L’année 1974 marque la consécration de l’acteur-scénariste-réalisateur Mel Brooks, alors qu’il tourne deux comédies devenues parmi les plus populaires de tous les temps : Blazing Saddles (Le Shérif est en prison) et Young Frankenstein (Frankenstein Junior). D’ailleurs, l’idée derrière cette version comique du mythe de Frankenstein naît sur le plateau de tournage de la parodie western. C’est la vedette du film, Gene Wilder, qui soumet l’idée à Brooks : « Et si le petit-fils de Frankenstein avait renié son héritage familial et en avait même honte ? » Séduit par la prémisse, Brooks convainc Wilder d’écrire le scénario avec lui. En revanche, le comédien accepte de jouer dans le film à la condition que Brooks ne figure pas au générique, estimant que ce dernier a parfois la propension à briser le quatrième mur. Brooks acquiesce à sa demande.
La collaboration se déroule somme toute bien, à l’exception de la célèbre séquence de chant et de danse sur Puttin’ on the Ritz, à propos de laquelle Brooks émet de fortes réserves. Il cède finalement aux arguments de Wilder, donnant naissance à l’une des scènes les plus iconiques du film.
Le cinéaste fait preuve d’audace en choisissant de tourner le film en noir et blanc, un procédé alors passé de mode, rendant ainsi hommage aux films de monstres d’Universal des années 1930. Son choix de Peter Boyle pour incarner la créature rend également le studio Twentieth Century Fox nerveux, l’acteur étant surtout connu pour ses rôles dramatiques intenses. Boyle donnera raison à Brooks grâce à une prestation sincère, conférant à son personnage la dose de naïveté nécessaire.
Malgré les nombreuses adaptations de Frankenstein portées au grand écran, il faut curieusement attendre 1994 pour voir apparaître une version se voulant plus fidèle au roman : Mary Shelley’s Frankenstein, réalisée par Kenneth Branagh. Le film est produit par Francis Ford Coppola qui, deux ans plus tôt, avait porté à l’écran Dracula, une adaptation du roman de Bram Stoker.

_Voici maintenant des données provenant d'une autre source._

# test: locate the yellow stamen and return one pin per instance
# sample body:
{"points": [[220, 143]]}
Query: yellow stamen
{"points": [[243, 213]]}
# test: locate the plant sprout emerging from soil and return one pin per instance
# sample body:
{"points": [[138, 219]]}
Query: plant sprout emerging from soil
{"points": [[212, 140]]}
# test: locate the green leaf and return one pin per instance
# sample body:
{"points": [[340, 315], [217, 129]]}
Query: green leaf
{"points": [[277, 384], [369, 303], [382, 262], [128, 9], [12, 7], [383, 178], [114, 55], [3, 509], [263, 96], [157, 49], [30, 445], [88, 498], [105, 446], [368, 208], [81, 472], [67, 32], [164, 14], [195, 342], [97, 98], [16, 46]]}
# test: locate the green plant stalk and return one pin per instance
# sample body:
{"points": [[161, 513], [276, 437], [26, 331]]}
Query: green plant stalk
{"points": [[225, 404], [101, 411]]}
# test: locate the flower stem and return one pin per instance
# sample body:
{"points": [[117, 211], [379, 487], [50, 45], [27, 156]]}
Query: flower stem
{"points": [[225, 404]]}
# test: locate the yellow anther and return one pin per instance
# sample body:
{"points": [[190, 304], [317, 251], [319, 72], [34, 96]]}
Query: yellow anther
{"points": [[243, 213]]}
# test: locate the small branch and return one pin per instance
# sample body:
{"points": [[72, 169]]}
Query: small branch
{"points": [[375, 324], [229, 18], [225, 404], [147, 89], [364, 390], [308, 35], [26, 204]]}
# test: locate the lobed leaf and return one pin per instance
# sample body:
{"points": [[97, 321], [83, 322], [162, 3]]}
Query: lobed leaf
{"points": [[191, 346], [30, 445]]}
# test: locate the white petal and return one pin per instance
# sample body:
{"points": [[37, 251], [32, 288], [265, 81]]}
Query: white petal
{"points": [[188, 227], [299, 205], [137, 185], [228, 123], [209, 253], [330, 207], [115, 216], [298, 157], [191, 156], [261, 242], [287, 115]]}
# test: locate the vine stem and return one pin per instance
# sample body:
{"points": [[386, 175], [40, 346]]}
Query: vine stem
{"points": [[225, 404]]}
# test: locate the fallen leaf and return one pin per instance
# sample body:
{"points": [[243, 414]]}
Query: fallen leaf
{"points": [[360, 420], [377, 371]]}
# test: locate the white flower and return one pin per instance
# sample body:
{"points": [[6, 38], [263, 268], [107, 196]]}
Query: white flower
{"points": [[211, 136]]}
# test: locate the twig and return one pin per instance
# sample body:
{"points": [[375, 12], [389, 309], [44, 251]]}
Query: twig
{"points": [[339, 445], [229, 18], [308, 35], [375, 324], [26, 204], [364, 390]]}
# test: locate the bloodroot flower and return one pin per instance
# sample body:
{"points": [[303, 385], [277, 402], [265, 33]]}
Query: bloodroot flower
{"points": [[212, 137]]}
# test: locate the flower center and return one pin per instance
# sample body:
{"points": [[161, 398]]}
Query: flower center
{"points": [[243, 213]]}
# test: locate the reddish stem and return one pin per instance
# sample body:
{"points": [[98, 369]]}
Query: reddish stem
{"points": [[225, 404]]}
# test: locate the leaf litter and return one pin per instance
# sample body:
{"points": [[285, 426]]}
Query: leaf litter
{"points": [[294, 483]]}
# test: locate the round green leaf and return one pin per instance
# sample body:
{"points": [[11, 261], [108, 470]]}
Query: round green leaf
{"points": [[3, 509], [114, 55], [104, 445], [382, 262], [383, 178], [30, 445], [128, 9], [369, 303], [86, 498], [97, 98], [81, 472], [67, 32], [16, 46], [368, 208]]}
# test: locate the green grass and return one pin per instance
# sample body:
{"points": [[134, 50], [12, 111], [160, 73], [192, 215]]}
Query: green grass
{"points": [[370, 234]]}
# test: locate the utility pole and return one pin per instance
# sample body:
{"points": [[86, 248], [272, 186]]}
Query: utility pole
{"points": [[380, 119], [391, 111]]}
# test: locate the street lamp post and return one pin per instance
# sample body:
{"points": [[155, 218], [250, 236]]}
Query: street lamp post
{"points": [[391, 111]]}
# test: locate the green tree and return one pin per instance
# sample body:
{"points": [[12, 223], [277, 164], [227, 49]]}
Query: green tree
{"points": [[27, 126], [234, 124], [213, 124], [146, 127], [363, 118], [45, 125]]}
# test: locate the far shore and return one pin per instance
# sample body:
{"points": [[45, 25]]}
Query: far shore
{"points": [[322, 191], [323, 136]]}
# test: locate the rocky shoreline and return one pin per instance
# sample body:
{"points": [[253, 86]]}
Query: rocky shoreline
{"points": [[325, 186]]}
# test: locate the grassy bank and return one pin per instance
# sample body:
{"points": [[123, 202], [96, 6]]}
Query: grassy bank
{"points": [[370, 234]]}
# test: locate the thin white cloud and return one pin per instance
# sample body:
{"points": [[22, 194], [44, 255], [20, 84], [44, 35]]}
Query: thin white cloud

Initialement, Coppola devait réaliser le film à partir d’un scénario de Steph Lady, et c’est lui qui avait choisi Robert De Niro pour interpréter la créature. À la suite de son désistement à la réalisation, il propose Branagh, en accord avec De Niro. L’acteur et réalisateur irlandais venait alors de connaître un succès critique et commercial avec son adaptation de la pièce de Shakespeare Much Ado About Nothing (Beaucoup de bruit pour rien).
Branagh engage Frank Darabont (The Shawshank Redemption ou À l’ombre de Shawshank) pour une réécriture du scénario afin d’y intégrer davantage d’éléments du roman de Shelley. Pour Darabont, l’expérience s’avère la plus frustrante de sa carrière : il reproche au cinéaste une vision artistique qui trahit l’esprit de son scénario. Selon lui, le résultat final est chaotique et dépourvu de subtilité. Issu du théâtre, Branagh cherche à donner une dimension shakespearienne et opératique à son film, un choix qui ne fera pas l’unanimité.
En revanche, le réalisateur reçoit des éloges pour son approche visuelle de la créature. Il souhaitait lui conférer une apparence chirurgicale plutôt que monstrueuse. Le maquillage de De Niro nécessitait jusqu’à quatre heures d’application quotidienne, et le travail de l’équipe lui vaudra une nomination aux Oscars. |
Le thriller d’épouvante The Bride! (La Fiancée !) prendra l’affiche le 6 mars.